Significantly different compared to controls (P < 0.05, ANOVA).

Significantly different compared to GD1 patients with Z score > –2 (P < 0.05, ANOVA).

Control values measured in 2 healthy control subjects age-, BMI-, and sex-matched for each enrolled patient with Gaucher type 1 disease.

Four patients with Z-score > –2 were splenectomised.

Abbreviations: 1,25(OH)₂D, 1-25 dyhydroxyvitamin D; 25(OH)D, 25 Hydroxyvitamin D; bALP, bone isoenzyme of alkaline phosphatase; BMD, bone mineral density; BMI, body mass index; Calcium, total calcium corrected for albumin; CHT, chitothriosidase; CTX, C-terminal telopeptide of type I collagen; MN, multiples of normal volumes for spleen (0.2% of body weight) and liver (2.5% of body weight); P1PNP, total procollagen type 1 N-terminal propeptide; tALP, total alkaline phosphatase.

All GD1 patients were analyzed at T0 and T24. At T0, 2 GD1 patients reported a history of fragility fractures, 5 showed EFD, 3 reported a history of osteonecrosis, 7 a BMD Z-score ≤ –2.0 and 18 a BMD Z-score > –2 (Table 1). Two post-menopausal women (GD05 and GD23) and the man aged > 50 (GD12) with a BMD Z-score ≤ –2.0 showed a BMD T-score ≤ –2.5. Fourteen GD1 patients affected by skeletal anomalies (FF + EFD + Osteonecrosis + Op) had significantly higher CTx levels compared to GD1 patients without skeletal anomalies (0.42 ± 0.23 vs 0.24 ± 0.11 ng/mL, respectively; P <0.05). The age at initiation and the duration of ERT treatment were not different between GD1 patients with and without skeletal anomalies. No significant relationship was found between different GBA1 mutations and the occurrence of skeletal anomalies in GD1 patients. Moreover, GD1 patients with BMD Z-score ≤ –2.0 showed higher CTx levels compared to GD1 patients with BMD Z-score > –2 (Table 2).

At T0, all GD1 patients showed 25OHD levels <75 nmol/L, without significant differences between women and men (dns). Furthermore, GD1 patients showed lower 25OHD and higher PTH serum levels compared to controls (Table 2). According to criteria previously exposed, GD1 patients were treated with cholecalciferol (50 000 UI of cholecalciferol every week for 8 weeks¹⁰). After 8 weeks (T2), 25OHD increased significantly in all patients (P <0.01, Student’s t-test for paired samples) up to 75.2 ± 23.0 nmol/L. GD1 patients who did not achieve 25OHD levels ≥75 nmol/l received a second cholecalciferol treatment at the same dosage (50 000 UI of cholecalciferol every week for 8 weeks¹⁰). A significant and direct relationship was found between T0 and T2 25OHD levels (P <0.05; r = 0.569) (Figure 1A). In addition, the 25OHD levels at T2 directly correlate to the increase in 25OHD (P <0.05; r = 0.631) (Figure 1B). Clinical and biochemical parameters of GD1 patients who obtained 25OHD levels ≥75 nmol/L after the first cholecalciferol treatment were not significantly different compared to GD1 patients obtaining 25OHD levels >75 nmol/L after the second cholecalciferol treatment (dns). As reported in Table 2, at T24, PTH levels were not significant different between GD1 patients and controls.

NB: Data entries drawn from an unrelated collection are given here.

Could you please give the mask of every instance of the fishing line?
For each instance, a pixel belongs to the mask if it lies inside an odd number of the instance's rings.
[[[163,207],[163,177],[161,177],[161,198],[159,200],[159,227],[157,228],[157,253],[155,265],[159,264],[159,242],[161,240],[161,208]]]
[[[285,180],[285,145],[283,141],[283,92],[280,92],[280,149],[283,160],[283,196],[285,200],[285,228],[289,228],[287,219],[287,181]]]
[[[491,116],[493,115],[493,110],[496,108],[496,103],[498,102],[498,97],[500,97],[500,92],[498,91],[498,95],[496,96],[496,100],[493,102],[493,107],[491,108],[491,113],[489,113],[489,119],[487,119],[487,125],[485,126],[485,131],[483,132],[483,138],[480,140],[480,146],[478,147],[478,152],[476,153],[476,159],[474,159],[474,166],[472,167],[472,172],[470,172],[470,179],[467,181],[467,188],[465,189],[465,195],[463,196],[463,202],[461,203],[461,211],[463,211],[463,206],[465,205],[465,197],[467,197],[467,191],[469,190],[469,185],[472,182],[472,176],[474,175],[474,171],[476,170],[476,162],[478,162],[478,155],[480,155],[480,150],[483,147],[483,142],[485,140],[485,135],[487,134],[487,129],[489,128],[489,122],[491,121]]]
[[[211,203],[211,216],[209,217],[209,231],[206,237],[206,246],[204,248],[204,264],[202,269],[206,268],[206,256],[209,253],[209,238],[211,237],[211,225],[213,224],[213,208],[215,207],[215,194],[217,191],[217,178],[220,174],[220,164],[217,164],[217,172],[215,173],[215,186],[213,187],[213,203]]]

After vitamin D deficiency correction, GD1 patients with BMD Z-score ≤ –2.0 were treated with alendronate 70 mg/week. During the 2-year follow-up, no changes in ERT dosage was made, and all GD1 patients were compliant to bone diet. In particular, 17 GD1 patients showed urinary sodium excretion ≤100 mmol/24 h and 8 a reduction in urinary sodium excretion ≥44 mmol/24 h.

At T24, clinical and radiological investigation did not show the occurrence of any new fragility fracture, EFD, bone crisis, osteonecrosis, or acute osteomyelitis, in the entire study population. No significant reduction in BMD was observed in GD1 patients both with BMD Z-score > and ≤–2. These results were observed in naïve GD1 patients (GD24 and GD25) and in those with long-term ERT treatment (GD01-GD23, mean ERT duration 19.4 ± 7.1 years). The differences in CTx levels, observed at T0 in GD1 patients affected by skeletal anomalies compared to those without skeletal anomalies, disappeared at T24. Finally, no significant differences were found between different GBA1 mutations and the response to ERT, cholecalciferol, and bone diet. No patients developed kidney stones.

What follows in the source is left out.